ISLAMABAD, July 16: A rare opposition from the National Electric Power Regulatory Authority (Nepra) to an increase in tariff allowed to a wind power project has triggered a debate whether all the demands of investors are being accepted in finalisation of new energy contracts amid acute energy shortages.

With the energy crisis deteriorating, Nepra has revised tariff for a wind power project by allowing about 10 per cent increase in a divided decision.

Informed sources said there was growing sense among Nepra and government officials that non-development of sufficient power generating capacity in eight years or so was resulting in an emergency situation and now forcing the government to accept reasonably higher rates.

Senior Nepra member Abdul Rahim Khan in his dissenting remarks has also called for the need to review the priority of induction of various technologies for urgent acquisition of firm generating capacity from 2007 to 2010.

A senior Nepra official told Dawn that the government was now according highest priority to ensure capacity addition at all costs with the growing gap between demand and supply.

He said Nepra approved the revised higher tariff for Win Power Limited through an unusual 2-1 majority vote.Nepra comprises five members including a chairman.
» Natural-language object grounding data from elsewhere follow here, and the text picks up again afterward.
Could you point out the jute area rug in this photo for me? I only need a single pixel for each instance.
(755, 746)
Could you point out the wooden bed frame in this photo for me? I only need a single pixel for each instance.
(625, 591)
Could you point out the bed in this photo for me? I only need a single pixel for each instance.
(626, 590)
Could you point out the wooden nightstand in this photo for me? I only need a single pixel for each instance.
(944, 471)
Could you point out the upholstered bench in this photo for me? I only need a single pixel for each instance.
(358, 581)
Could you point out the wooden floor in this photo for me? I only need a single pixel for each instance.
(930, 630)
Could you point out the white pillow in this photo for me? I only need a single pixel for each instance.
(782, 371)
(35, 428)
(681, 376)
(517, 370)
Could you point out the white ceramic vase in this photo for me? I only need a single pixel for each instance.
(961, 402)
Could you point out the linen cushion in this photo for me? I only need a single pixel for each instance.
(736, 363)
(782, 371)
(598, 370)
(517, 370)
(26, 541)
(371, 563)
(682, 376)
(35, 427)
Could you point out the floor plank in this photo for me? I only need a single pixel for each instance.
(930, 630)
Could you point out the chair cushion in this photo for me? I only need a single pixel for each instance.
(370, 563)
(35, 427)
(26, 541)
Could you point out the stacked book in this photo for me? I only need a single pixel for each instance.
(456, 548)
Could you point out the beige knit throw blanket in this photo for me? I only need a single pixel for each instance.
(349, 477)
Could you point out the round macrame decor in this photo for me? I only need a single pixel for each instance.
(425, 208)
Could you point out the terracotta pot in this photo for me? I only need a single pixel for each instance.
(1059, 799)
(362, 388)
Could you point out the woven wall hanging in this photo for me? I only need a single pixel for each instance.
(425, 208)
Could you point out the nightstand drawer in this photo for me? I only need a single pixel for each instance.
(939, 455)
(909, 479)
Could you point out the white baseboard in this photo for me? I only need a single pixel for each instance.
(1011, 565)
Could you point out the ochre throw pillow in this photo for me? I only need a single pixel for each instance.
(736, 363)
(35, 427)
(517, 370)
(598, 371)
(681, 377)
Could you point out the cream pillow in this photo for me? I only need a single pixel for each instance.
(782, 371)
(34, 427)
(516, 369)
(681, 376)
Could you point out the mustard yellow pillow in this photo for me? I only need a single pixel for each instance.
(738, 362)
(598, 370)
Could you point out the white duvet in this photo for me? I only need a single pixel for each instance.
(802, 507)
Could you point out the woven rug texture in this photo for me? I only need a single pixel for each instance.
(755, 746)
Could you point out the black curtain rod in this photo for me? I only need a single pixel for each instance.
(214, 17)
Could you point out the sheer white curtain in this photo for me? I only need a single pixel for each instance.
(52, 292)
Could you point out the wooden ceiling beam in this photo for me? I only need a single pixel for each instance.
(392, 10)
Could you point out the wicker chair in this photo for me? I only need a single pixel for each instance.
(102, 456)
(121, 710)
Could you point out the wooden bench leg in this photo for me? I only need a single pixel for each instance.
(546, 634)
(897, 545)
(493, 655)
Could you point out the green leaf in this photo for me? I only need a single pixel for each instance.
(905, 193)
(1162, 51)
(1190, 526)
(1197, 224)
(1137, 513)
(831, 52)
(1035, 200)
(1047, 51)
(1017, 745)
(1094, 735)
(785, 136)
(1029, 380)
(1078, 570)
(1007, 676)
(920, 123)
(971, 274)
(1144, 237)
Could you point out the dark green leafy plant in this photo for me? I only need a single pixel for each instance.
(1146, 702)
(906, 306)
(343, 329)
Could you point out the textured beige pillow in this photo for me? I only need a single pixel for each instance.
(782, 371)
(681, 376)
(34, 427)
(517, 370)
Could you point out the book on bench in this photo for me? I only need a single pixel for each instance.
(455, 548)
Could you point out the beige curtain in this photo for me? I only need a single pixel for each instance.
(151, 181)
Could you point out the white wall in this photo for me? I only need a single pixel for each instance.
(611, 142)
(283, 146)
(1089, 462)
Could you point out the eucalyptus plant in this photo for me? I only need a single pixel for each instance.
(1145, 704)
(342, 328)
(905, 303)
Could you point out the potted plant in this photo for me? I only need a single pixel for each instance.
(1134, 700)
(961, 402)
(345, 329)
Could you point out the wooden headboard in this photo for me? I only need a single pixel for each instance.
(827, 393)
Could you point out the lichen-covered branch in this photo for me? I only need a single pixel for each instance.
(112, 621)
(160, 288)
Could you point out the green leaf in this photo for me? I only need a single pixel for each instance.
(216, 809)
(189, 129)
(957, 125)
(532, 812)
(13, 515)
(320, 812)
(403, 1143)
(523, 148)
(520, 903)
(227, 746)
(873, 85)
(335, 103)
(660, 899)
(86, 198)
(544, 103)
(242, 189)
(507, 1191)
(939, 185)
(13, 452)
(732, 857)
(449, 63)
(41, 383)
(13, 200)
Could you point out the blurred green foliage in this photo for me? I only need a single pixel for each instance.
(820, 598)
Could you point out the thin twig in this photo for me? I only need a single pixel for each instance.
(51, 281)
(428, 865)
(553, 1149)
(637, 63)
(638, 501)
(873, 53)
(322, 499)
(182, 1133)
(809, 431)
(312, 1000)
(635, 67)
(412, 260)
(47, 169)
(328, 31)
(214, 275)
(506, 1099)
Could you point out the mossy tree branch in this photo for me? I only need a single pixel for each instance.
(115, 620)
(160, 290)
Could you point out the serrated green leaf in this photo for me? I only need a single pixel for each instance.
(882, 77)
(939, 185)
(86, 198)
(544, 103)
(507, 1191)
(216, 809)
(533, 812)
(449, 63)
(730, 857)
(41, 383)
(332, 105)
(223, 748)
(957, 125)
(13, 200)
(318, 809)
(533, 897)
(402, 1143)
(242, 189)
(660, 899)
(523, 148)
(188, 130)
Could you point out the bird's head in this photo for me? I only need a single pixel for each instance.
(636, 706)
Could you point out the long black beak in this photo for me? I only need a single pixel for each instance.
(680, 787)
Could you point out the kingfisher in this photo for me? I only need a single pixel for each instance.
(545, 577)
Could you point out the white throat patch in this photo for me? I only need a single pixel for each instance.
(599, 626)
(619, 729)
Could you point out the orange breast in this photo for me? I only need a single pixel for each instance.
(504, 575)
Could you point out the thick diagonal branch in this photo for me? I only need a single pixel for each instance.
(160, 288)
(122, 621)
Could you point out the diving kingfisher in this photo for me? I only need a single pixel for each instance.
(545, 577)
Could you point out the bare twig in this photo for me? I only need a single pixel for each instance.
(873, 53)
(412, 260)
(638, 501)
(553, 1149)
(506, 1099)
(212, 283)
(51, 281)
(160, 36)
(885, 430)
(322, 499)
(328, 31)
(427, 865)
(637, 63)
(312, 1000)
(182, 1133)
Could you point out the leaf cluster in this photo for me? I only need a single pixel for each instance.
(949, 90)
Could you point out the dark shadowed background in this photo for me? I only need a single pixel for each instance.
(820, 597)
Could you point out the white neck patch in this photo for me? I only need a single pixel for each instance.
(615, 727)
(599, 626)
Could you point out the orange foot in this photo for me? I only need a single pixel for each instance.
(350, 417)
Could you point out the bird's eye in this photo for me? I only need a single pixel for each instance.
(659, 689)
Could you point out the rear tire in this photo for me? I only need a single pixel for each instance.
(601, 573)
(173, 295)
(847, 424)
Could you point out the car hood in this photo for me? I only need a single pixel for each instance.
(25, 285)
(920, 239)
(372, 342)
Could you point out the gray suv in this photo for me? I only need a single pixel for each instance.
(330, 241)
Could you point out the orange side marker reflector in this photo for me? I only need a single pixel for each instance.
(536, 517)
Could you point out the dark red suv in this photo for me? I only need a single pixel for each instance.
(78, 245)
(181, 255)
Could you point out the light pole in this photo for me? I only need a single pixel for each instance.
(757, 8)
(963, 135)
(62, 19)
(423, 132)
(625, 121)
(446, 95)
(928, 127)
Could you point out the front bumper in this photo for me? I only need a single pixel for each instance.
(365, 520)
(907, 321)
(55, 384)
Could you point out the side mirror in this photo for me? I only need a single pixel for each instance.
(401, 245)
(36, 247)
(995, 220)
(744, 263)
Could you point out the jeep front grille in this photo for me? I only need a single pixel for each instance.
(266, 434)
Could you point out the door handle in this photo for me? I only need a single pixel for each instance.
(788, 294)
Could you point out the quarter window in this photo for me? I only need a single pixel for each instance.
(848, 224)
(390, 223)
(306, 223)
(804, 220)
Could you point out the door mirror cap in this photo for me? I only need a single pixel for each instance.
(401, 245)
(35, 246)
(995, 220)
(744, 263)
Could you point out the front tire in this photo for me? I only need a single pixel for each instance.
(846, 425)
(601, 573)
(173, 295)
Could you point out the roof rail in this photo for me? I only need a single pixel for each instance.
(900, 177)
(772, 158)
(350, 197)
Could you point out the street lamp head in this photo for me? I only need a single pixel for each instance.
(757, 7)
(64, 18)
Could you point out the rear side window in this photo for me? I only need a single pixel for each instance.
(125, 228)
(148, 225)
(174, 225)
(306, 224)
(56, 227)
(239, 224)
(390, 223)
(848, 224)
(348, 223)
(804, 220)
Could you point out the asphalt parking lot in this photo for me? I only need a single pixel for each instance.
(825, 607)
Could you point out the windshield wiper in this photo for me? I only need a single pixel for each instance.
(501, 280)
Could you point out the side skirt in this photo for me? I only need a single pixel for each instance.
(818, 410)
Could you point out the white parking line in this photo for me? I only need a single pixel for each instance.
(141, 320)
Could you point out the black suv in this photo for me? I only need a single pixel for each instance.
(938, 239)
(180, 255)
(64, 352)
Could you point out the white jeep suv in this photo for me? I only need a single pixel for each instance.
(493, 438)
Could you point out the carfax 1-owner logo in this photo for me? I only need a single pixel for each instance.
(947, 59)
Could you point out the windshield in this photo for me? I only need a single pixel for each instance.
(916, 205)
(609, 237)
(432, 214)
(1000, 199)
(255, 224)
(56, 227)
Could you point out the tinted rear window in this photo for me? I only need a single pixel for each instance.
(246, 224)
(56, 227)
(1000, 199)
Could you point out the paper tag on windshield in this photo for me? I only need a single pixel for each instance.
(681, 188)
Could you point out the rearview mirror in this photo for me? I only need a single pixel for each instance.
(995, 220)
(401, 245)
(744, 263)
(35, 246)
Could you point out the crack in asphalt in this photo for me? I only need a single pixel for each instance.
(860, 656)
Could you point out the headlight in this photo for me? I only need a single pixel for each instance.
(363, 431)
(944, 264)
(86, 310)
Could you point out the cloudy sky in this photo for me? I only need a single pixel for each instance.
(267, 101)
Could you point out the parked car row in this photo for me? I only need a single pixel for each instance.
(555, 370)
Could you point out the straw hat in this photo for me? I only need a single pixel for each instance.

A member who is away on a foreign trip could not become part of the decision while the post of member Sindh is lying vacant for more than 15 months.

The wind project of Win Power Limited (WPL) to be set up near Karachi would now cost 10.5 US cents per unit, instead of 9.5 US cents per unit levelized tariff approved in the last week of April to Wapda’s National Transmission and Dispatch Company, compared with 4.7 cents per unit of hydel projects that currently face resistance.

The revised tariff would now be almost 13 cents (about Rs8 per unit) for first 10 years and 3.9 cents (Rs2.4) for the next years. As such, the levelized tariff or 20 years of the project would now come to 10.5 cents. After allowing carbon reduction emission credits, the sponsor would get a total of about 11.2 cents per unit. The earlier tariff was 11.75 cents (about Rs7.05 per unit), for the first 10 years and 3.7 cents (Rs2.2) per unit for the next 10 years, resulting in a levelized tariff of 9.5 cents for 20 years of the project life.

Mr Abdul Rahim Khan, therefore, opposed the tariff increase by writing a separate decision. He said the earlier determination had been reached by allowing each item of cost. “No substantial change in the above assessment is expected within a short interval since the determination of April 27, 2007,” he said.

“The incentive of increase in tariff by one cent per kWh in addition to the allowed tariff can translate into increasing the return on equity from 15 per cent to 22 per cent and the incentive may be in variance with the policy of the federal government in this context,” said Mr Rahim.

He said the project cost per kilowatt for wind power projects of more than $1900 of installed capacity has reached a level where it surpasses the threshold of project per kW for run-of-the-river hydroelectric projects which are equally desirable renewable energy projects.

“Moreover the pressing problem of inadequate generating capacity to meet peak demand has to be met through sources providing firm generating capability in the peak during years 2007 to 2010”, he said and called for reviewing the priority of induction of various technologies for the “urgent acquisition of firm generating capacity during 2007-2010”.

He said that the original Nepra order should be maintained but if the objective was to consider engineering, procurement and construction on the basis of firm (non-reopenable) competitive price, Win Power be asked to provide the firm price supported by evidence of a credible and cogent process of competitive procurement carried out by the sponsor. He also demanded that the Alternative Energy Development Board (AEDB) should verify the revised feasibility study of the wind turbine because the model and make of the turbine had also been changed.

Nepra had originally approved 9.5 cents per unit tariff for wind power projects to be set up in the Gharo and Keti Bandar corridor near Karachi. The same tariff was later offered to all under the Alternative Energy Policy announced a few months ago.

Most of the power projects lined up by the government for completion by 2009 are based on much costly thermal technology instead of much cheaper hydel projects despite the fact that the country has about 28,000mw of non-dam hydro power generation capacity that could be developed on run-of-the-river basis or minor storages. If the power from mega dams is also included, the total hydro power capacity surpasses 40,000mw.

On the other hand, a tariff of more than eight cents has been offered for gas-based projects, 13 cents for furnace oil-based plants and 15 cents for diesel-based projects.

The government announced the hydel power policy in 1998 and offered a tariff of 4.7 cents per unit to hydel power producers but later asked them to sign agreements at 3.3 cents per unit. This forced many investors to close their offices in the country. Resultantly, no hydel project could make reasonable progress till such time the country once again plunged into darkness this year.

This forced the government to allow a number of thermal projects at a tariff as high as 14 cents per unit and once again invited hydel producers for a maximum tariff of 4.7 cents per unit. The hydel producers now claim that 4.7 cent tariff was not feasible and they could start projects at a tariff not less than 6.5 cents which was far below the thermal tariff of 14 cents since natural gas was not available.